One technique for doing so is the use of “white-labelling” — the practice whereby a company supplying a product or service may provide it to more than one distributor, permitting each to slap on its own label before selling it to the end-user. Thus, a cornflake factory might supply the same cornflakes to rival supermarkets, each of which will label them with its own brand.
The internet lends itself particularly well to white-labelling. Infomedia, one of Britain’s fastest-growing private companies, not only sells mobile-phone content (ring-tones, games and so on) through its own website, partymob.com, but also supplies the same content to websites owned and fronted by other companies in Ireland, Australia and elsewhere.
One is iol.ie, the consumer website for BT in Ireland. “They wanted to supply this same content to their customers,” said Michael Tomlins, Infomedia’s commercial director. “So we made a smaller version of partymob.com for them and white-labelled it. Consumers in Ireland are not made aware that the website is run by Infomedia. But they get the full service and the highest-quality content that only a company specialising in mobile content could provide.”
Another sector where white-labelling is growing fast is financial services. If you buy, say, a new BMW and decide to take out insurance at the same time, the policy will be sold as BMW insurance but actually be underwritten by Royal Bank of Scotland (RBS). Indeed, seven of the top 10 carmakers use RBS to provide their insurance, which they label as their own.
A result of the growing use of white-labelling and outsourcing is that many companies seem to consist of little more than a brand. But companies — or “brand-carriers” — still take responsibility for delivering on the brand promise by orchestrating their network of suppliers, policing quality control, and shouldering ultimate legal responsibility. Brand-carriers are buck-carriers.
“If you buy a computer from Dell, you will end up at a call centre owned by someone else, but Dell is ultimately responsible,” said Ridderstrale. The same applies if you buy a pair of trainers from Nike or a phone from Sony Ericsson. “They are not actually made by Nike or Sony Ericsson, but the company that is selling to the final consumer has to accept responsibility for the entire chain.”

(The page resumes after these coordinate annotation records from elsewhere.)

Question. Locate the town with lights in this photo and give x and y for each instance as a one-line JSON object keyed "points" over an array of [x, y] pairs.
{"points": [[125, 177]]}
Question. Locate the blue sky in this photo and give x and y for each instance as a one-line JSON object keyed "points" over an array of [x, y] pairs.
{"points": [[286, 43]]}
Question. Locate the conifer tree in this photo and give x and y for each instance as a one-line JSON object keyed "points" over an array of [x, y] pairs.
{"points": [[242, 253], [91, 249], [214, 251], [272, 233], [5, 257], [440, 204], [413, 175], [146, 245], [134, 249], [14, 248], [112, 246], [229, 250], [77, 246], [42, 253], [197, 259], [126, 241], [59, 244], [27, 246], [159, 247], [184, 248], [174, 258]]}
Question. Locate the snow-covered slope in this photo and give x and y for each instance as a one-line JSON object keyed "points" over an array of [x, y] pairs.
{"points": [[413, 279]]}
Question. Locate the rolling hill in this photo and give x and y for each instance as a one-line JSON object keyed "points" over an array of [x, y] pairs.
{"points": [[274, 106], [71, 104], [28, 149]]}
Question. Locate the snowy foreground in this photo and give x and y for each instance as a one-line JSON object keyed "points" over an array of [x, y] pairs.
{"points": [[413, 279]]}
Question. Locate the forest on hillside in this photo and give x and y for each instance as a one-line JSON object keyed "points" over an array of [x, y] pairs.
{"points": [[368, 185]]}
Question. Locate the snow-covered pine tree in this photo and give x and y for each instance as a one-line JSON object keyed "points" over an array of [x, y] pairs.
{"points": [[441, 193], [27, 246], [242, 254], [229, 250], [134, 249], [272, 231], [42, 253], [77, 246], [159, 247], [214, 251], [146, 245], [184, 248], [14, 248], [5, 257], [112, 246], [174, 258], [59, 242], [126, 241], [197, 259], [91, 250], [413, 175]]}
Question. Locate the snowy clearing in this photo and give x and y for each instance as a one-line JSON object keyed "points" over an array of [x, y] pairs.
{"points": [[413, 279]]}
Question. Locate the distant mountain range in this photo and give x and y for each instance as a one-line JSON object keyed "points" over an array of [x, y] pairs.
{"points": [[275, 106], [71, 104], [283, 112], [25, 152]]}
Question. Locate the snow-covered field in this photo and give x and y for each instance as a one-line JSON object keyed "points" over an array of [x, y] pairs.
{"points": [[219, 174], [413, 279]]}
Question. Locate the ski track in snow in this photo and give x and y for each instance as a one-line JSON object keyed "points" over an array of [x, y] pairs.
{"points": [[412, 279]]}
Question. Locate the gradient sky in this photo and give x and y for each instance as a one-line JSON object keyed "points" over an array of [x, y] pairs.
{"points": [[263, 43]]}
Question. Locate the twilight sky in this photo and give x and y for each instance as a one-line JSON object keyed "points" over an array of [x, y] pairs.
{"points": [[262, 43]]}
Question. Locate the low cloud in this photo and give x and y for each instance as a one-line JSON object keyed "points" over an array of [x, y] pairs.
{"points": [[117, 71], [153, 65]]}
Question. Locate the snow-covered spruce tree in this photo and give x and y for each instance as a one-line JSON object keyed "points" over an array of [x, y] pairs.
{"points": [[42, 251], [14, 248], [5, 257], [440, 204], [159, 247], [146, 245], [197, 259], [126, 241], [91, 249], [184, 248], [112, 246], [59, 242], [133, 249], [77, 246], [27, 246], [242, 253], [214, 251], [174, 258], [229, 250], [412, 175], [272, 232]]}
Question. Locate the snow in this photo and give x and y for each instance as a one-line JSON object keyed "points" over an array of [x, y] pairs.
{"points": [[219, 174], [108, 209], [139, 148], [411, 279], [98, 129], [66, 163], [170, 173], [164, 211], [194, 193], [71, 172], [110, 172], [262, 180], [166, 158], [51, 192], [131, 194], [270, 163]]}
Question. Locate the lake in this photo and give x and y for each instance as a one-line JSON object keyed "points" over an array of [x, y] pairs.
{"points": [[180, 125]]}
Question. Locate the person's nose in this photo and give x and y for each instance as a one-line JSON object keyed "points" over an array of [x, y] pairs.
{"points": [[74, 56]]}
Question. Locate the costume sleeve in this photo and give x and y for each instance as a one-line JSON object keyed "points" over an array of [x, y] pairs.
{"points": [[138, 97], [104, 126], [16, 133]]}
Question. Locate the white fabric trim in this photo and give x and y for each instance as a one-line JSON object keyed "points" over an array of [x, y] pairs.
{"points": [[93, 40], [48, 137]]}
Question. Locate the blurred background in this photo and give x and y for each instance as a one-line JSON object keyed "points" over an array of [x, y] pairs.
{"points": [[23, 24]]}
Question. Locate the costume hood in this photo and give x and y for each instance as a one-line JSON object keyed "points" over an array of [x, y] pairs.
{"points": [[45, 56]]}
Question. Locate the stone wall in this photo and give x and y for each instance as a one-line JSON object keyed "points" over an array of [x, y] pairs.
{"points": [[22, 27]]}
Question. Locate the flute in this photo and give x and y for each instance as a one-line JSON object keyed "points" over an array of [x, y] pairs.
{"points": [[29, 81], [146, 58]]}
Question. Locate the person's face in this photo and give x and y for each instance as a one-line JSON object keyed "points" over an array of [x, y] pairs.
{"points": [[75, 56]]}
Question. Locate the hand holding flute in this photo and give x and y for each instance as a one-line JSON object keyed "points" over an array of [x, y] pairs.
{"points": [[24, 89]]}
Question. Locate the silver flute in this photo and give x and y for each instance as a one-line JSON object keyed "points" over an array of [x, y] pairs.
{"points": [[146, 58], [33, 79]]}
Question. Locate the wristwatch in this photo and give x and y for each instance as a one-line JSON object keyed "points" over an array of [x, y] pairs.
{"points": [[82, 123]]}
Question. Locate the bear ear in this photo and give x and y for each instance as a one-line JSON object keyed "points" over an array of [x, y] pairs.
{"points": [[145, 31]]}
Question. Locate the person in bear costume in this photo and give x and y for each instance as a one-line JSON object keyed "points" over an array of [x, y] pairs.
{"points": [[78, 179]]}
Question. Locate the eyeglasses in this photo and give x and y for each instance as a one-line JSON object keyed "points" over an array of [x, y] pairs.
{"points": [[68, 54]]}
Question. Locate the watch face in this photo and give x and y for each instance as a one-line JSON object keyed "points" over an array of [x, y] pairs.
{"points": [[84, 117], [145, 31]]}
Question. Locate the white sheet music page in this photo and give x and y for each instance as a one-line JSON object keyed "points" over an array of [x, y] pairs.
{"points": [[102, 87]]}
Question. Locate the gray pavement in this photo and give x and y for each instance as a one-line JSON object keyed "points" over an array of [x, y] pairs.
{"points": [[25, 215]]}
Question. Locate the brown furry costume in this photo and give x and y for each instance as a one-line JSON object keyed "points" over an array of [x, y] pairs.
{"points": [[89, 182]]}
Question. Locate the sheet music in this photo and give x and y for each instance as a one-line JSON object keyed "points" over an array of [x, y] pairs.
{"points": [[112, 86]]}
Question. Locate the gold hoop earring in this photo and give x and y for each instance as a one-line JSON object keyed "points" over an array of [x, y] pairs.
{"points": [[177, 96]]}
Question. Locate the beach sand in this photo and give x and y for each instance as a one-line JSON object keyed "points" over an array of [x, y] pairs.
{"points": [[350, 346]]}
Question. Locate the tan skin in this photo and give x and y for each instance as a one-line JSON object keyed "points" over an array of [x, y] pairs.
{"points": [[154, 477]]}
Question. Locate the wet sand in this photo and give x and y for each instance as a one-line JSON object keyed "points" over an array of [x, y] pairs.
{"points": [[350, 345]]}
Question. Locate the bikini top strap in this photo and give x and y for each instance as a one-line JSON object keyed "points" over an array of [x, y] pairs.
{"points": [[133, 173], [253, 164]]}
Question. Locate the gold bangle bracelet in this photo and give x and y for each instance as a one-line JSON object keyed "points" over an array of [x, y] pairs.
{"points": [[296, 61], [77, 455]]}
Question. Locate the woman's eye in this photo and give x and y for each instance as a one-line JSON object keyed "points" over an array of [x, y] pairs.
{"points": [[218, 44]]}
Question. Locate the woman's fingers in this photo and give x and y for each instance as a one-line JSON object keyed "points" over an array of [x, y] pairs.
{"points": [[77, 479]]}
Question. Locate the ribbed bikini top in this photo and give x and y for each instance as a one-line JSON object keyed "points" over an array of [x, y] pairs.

A modern company, argues Ridderstrale, is like a Lego model. “Once, activities and units were welded together. Today, you can take them apart and move the pieces around.”
The nature of companies, in short, is changing because companies now outsource what they once produced in-house. Of course, outsourcing itself is far from new. But what is new is the sheer scale of it. The number of companies outsourcing their manufacturing almost tripled in a two-year period, Business Week magazine estimated recently.

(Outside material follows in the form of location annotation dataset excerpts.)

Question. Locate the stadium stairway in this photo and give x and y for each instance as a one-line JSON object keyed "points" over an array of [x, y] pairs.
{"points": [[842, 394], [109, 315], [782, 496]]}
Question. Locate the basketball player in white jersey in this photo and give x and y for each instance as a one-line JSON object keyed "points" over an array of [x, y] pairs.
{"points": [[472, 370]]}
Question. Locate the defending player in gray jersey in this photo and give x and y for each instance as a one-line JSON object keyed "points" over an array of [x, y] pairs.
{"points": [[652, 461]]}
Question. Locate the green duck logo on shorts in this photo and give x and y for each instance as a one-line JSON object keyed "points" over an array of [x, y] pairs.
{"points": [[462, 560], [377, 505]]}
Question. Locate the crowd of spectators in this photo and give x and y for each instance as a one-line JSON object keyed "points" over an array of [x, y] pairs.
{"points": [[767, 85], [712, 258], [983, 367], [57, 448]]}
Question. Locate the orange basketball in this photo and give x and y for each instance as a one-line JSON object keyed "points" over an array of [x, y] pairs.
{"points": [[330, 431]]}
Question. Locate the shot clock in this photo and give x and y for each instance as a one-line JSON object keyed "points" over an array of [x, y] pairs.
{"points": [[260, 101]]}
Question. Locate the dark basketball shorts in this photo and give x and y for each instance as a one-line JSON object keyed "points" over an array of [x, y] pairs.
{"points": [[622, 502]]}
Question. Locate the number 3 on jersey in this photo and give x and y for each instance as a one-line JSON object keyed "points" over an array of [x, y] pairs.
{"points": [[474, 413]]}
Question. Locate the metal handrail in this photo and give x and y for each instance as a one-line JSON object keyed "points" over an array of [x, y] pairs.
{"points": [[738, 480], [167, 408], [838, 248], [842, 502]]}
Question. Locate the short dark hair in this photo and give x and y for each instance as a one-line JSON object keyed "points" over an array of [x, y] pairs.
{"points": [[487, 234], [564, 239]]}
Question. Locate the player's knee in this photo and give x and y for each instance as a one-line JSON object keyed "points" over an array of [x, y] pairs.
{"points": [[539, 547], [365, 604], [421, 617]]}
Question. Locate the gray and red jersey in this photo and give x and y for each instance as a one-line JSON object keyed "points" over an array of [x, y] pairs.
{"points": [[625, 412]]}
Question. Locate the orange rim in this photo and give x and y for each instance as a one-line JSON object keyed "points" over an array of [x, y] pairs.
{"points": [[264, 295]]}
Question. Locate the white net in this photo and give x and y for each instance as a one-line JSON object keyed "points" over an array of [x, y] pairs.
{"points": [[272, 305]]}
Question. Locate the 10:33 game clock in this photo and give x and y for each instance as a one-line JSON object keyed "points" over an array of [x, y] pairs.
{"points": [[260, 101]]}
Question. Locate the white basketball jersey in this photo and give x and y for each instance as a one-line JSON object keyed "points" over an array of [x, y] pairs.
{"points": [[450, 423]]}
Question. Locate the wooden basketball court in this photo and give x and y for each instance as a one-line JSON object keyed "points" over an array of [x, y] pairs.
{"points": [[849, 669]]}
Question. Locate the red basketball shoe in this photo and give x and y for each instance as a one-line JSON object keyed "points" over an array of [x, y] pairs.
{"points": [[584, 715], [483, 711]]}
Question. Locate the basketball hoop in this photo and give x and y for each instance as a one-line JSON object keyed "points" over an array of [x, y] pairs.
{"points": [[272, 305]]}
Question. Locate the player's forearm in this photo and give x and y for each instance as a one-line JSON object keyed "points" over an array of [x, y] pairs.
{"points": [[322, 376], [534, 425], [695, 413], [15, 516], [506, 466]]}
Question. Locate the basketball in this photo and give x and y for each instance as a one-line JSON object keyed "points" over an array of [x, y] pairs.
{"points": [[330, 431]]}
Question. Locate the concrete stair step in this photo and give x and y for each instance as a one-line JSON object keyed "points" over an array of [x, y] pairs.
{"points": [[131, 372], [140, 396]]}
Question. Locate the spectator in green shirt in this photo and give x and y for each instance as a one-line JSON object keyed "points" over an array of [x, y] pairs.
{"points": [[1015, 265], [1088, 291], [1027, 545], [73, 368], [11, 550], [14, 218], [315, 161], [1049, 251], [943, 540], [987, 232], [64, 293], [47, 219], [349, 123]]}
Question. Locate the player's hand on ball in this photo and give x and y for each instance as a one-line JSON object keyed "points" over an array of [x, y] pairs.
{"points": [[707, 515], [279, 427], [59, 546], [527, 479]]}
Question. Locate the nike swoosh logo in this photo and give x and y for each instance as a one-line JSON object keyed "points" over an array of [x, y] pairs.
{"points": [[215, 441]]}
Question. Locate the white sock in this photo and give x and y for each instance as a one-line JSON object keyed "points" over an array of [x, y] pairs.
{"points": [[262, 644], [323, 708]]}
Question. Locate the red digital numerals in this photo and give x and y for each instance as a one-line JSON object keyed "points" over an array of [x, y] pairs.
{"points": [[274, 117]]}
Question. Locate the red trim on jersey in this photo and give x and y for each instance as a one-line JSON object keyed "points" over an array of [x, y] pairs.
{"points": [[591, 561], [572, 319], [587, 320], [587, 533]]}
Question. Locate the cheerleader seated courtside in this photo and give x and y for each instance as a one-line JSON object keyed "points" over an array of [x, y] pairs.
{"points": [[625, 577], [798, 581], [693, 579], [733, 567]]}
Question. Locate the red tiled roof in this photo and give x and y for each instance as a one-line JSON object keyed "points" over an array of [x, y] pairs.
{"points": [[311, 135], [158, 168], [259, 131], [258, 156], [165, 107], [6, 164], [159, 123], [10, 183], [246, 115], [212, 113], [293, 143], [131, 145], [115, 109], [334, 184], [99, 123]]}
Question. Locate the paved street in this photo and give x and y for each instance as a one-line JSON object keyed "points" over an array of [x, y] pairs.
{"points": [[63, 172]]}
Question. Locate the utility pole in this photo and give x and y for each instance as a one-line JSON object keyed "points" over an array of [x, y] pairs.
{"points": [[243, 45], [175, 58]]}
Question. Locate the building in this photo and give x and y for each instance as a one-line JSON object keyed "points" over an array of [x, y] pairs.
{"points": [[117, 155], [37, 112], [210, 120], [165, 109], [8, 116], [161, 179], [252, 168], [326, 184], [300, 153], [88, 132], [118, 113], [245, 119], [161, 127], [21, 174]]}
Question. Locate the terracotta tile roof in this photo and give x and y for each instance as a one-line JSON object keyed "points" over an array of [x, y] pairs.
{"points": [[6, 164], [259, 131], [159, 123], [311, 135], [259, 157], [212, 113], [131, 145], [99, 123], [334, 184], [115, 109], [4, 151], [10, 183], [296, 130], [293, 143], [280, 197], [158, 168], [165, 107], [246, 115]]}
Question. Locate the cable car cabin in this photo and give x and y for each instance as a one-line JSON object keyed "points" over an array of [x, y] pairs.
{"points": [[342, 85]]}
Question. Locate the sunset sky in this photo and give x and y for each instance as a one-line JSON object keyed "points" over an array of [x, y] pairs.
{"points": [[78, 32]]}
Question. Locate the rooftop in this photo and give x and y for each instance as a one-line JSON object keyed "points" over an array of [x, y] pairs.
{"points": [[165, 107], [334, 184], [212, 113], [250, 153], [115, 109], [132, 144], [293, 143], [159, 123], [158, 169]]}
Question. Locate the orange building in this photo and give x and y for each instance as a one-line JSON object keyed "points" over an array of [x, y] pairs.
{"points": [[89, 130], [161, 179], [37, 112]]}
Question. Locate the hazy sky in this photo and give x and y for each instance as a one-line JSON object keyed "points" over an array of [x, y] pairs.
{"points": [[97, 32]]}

Indeed, at least four things are different about the new outsourcing. The first is its international nature — outsourcing is becoming offshoring and is spreading across borders and continents.

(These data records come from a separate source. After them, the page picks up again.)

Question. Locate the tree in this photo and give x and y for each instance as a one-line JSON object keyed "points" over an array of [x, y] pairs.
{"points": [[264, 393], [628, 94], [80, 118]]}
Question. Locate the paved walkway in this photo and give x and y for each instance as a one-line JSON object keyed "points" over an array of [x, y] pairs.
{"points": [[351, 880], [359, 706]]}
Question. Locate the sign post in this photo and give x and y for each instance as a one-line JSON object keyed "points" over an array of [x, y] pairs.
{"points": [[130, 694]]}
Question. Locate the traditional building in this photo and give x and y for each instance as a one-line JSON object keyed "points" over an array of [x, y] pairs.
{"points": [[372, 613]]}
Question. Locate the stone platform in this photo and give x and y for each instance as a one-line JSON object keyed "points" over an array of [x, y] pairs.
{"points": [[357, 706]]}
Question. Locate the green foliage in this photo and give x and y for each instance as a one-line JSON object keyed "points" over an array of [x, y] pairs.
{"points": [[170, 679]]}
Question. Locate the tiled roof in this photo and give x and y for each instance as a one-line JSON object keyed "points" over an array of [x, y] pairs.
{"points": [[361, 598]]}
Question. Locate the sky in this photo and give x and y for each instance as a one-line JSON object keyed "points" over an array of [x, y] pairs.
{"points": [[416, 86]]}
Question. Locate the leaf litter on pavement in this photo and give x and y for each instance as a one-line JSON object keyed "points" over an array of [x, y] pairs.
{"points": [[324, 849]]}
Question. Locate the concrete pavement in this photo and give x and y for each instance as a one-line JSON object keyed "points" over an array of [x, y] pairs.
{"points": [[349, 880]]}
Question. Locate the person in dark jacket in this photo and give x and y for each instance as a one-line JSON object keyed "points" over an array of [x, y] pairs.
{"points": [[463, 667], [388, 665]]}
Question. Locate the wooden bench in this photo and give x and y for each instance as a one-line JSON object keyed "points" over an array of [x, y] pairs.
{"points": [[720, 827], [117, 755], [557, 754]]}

The most famous example is the offshoring of call centres to India. Thus, as of this month, up to half the 50m calls answered each year by Britain’s national rail-inquiries service are to be handled by call centres in India as part of a £100m contract run by BT and Ventura.
Offshoring, however, is just a sub-category of outsourcing. And we ain’t seen nothing yet. Offshoring still accounts for a minority of outsourcing but is predicted to end up in a landslide majority. A recent McKinsey study estimated that while 20% of world output was already open to global competition, the figure in 30 years would be 80%. The fact that English is the language of the business world means that English-speaking countries will feel the greatest effect. “What we have so far,” said Ridderstrale, “is a mere tea-party.”